I take the BAM file as input and perform RNA-Seq. The program prints out a list of genes to which the reads match. Some of the genes in the list overlapping in the same region on the chromosome. I want to add code to the program that reports overlapping genes. How can I do that ?
For example in the picture below, the blast result of 7 overlapping genes in the gene list.
Thank you for the help.
While you are performing RNAseq/BAM the image you show above is from a blast search. Just to clarify, you are referring to "genes" from different hits(organisms) when you refer to the image above, correct?
Is your question about the RNAseq or are you using
magicblast
to create a BAM file? What is in your RNAseq reference? It would be unusual to have multiple species/transcriptomes at the same time.I've included the blast image just to explain the overlapping genes. I have a program that takes the genome aligned BAM file as input and assigns the reads to the genes. All of the genes belong to a single organism (homo sapiens). The program simply takes a bam file as input and scores the reads from the samples to the genes. I want to add the following feature to the program; finding which of the reported genes overlap and reporting them in a separate tsv etc. format. (My question is about RNA-Seq and for genes from the same organism.)
You also provide it with a list of gene descriptions, such as a GTF or GFF file - correct? (if not, how would your program know the gene locations?). There are many ways to deal with overlapping entries in GFF files, and various ways for a program to count reads on entries originating in GFF files. What program are you using? What is the source of your annotation file (e.g. GFF file)?

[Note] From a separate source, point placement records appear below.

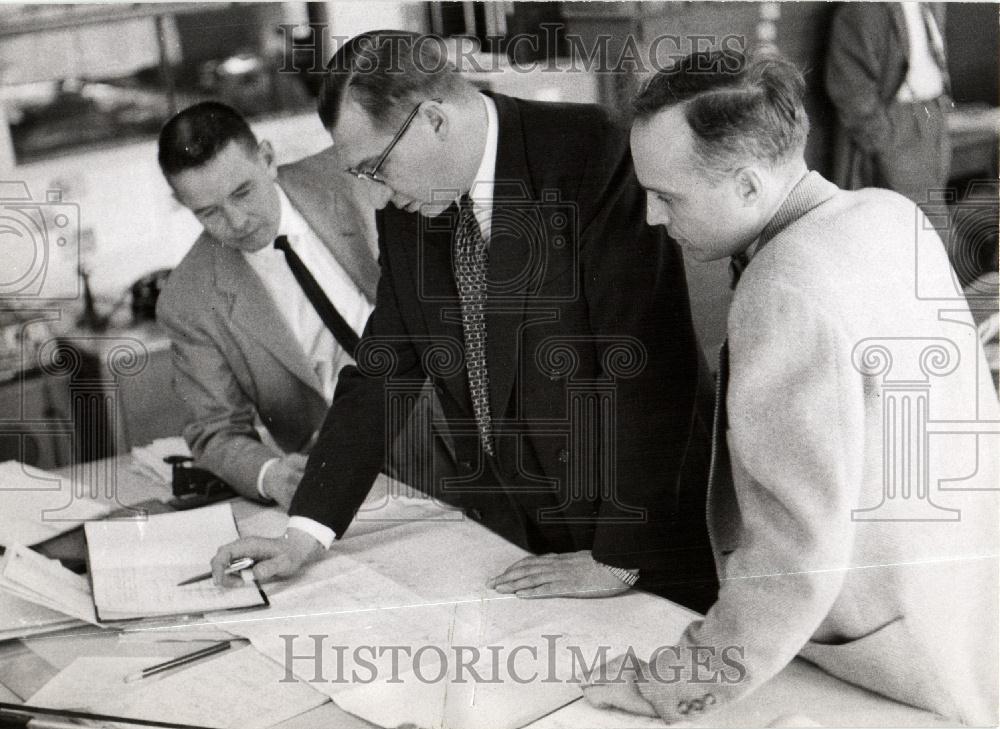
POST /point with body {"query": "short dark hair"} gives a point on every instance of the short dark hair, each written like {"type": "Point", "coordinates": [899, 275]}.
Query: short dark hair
{"type": "Point", "coordinates": [195, 135]}
{"type": "Point", "coordinates": [738, 106]}
{"type": "Point", "coordinates": [388, 72]}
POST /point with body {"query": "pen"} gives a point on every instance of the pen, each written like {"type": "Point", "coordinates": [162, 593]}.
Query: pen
{"type": "Point", "coordinates": [179, 661]}
{"type": "Point", "coordinates": [235, 566]}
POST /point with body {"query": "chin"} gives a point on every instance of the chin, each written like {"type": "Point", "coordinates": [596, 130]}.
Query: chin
{"type": "Point", "coordinates": [432, 210]}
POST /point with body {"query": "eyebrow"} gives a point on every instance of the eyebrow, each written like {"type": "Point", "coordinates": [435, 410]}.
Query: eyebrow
{"type": "Point", "coordinates": [239, 188]}
{"type": "Point", "coordinates": [667, 193]}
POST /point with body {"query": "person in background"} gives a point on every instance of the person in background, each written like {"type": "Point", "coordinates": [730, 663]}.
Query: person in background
{"type": "Point", "coordinates": [515, 239]}
{"type": "Point", "coordinates": [844, 532]}
{"type": "Point", "coordinates": [268, 305]}
{"type": "Point", "coordinates": [887, 76]}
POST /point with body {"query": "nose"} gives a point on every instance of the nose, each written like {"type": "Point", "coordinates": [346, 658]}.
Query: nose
{"type": "Point", "coordinates": [379, 195]}
{"type": "Point", "coordinates": [236, 217]}
{"type": "Point", "coordinates": [656, 213]}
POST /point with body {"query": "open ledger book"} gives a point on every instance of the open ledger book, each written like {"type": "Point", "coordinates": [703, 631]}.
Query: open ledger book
{"type": "Point", "coordinates": [135, 565]}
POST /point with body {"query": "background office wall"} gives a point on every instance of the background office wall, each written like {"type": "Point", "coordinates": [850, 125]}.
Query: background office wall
{"type": "Point", "coordinates": [134, 226]}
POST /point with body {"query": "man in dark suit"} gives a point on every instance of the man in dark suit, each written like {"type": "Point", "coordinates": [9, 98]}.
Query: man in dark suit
{"type": "Point", "coordinates": [519, 275]}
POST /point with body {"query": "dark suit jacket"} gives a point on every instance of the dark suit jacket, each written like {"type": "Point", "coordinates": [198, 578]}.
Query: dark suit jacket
{"type": "Point", "coordinates": [878, 142]}
{"type": "Point", "coordinates": [591, 354]}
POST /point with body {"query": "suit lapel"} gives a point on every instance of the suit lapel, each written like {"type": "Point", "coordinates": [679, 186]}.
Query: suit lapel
{"type": "Point", "coordinates": [252, 310]}
{"type": "Point", "coordinates": [325, 199]}
{"type": "Point", "coordinates": [427, 243]}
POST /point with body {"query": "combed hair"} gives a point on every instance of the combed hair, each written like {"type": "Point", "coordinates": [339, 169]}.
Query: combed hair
{"type": "Point", "coordinates": [739, 107]}
{"type": "Point", "coordinates": [195, 135]}
{"type": "Point", "coordinates": [388, 72]}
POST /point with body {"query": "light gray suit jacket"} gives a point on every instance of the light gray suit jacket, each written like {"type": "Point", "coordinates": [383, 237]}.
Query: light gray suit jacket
{"type": "Point", "coordinates": [235, 362]}
{"type": "Point", "coordinates": [859, 528]}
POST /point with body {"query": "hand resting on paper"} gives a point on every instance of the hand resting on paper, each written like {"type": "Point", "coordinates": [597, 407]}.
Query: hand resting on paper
{"type": "Point", "coordinates": [618, 689]}
{"type": "Point", "coordinates": [275, 557]}
{"type": "Point", "coordinates": [572, 574]}
{"type": "Point", "coordinates": [282, 479]}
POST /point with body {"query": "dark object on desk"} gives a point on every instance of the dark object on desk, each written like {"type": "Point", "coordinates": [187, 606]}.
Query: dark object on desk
{"type": "Point", "coordinates": [194, 487]}
{"type": "Point", "coordinates": [145, 292]}
{"type": "Point", "coordinates": [71, 548]}
{"type": "Point", "coordinates": [179, 661]}
{"type": "Point", "coordinates": [18, 715]}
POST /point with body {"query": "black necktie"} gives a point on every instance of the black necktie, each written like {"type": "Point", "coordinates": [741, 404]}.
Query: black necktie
{"type": "Point", "coordinates": [345, 336]}
{"type": "Point", "coordinates": [737, 264]}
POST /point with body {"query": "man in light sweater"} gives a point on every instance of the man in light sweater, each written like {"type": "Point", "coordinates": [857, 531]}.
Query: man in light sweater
{"type": "Point", "coordinates": [853, 515]}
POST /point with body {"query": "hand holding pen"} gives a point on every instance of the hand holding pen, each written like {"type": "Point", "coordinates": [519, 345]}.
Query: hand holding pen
{"type": "Point", "coordinates": [236, 566]}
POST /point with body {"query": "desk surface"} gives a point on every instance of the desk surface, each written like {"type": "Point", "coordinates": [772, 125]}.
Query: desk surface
{"type": "Point", "coordinates": [466, 554]}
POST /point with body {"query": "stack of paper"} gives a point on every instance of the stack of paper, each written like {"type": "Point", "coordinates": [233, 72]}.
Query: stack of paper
{"type": "Point", "coordinates": [135, 565]}
{"type": "Point", "coordinates": [240, 689]}
{"type": "Point", "coordinates": [148, 459]}
{"type": "Point", "coordinates": [38, 505]}
{"type": "Point", "coordinates": [38, 594]}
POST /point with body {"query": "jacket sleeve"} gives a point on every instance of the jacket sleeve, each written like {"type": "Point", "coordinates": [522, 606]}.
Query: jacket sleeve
{"type": "Point", "coordinates": [350, 449]}
{"type": "Point", "coordinates": [796, 437]}
{"type": "Point", "coordinates": [220, 429]}
{"type": "Point", "coordinates": [855, 66]}
{"type": "Point", "coordinates": [636, 294]}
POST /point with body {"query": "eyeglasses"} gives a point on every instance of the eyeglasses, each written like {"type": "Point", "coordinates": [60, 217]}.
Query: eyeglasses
{"type": "Point", "coordinates": [371, 174]}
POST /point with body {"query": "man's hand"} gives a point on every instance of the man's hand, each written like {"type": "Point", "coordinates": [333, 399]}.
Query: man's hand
{"type": "Point", "coordinates": [574, 574]}
{"type": "Point", "coordinates": [619, 691]}
{"type": "Point", "coordinates": [275, 557]}
{"type": "Point", "coordinates": [282, 479]}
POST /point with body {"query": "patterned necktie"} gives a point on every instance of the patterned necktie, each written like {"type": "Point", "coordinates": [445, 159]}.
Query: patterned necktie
{"type": "Point", "coordinates": [471, 261]}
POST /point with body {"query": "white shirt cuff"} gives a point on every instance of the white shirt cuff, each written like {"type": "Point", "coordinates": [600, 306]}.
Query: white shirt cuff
{"type": "Point", "coordinates": [260, 478]}
{"type": "Point", "coordinates": [321, 533]}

I just give the program a bam file and an optional bai index file. It counts the reads and assignment to the genes done with the pysam module.
You're still leaving out information which is important for answering your question - is this a program that you wrote? If you didn't write the program, is it a known program? Publicly available? Whatever program you're using must be reaching for gene descriptions in some format, as these are not contained within a BAM file. Without knowing more details, I don't see how this question can be answered.
I'm tiring you out because I'm a beginner, sorry for that. I want to explain it to you in a more understandable way. My code do this: Quantifies scRNA-seq BAM files. Takes alignment and single cell barcode annotated BAM files as input, and writes the quantification results to barcodes.tsv, genes.tsv and matrix.mtx format files, and produces MatrixMarket coordinate format barcode-by-gene read tables. (Note: I am reading the BAM file with the pysam.AlignmentFile function of the pysam module.) I want to add a new function to the code. I will add a flag that finds out which of the reported genes (written in genes.tsv file) are overlapping in the same region of the chromosome. I want to share my code with you for better understanding. Can you give me your e-mail address?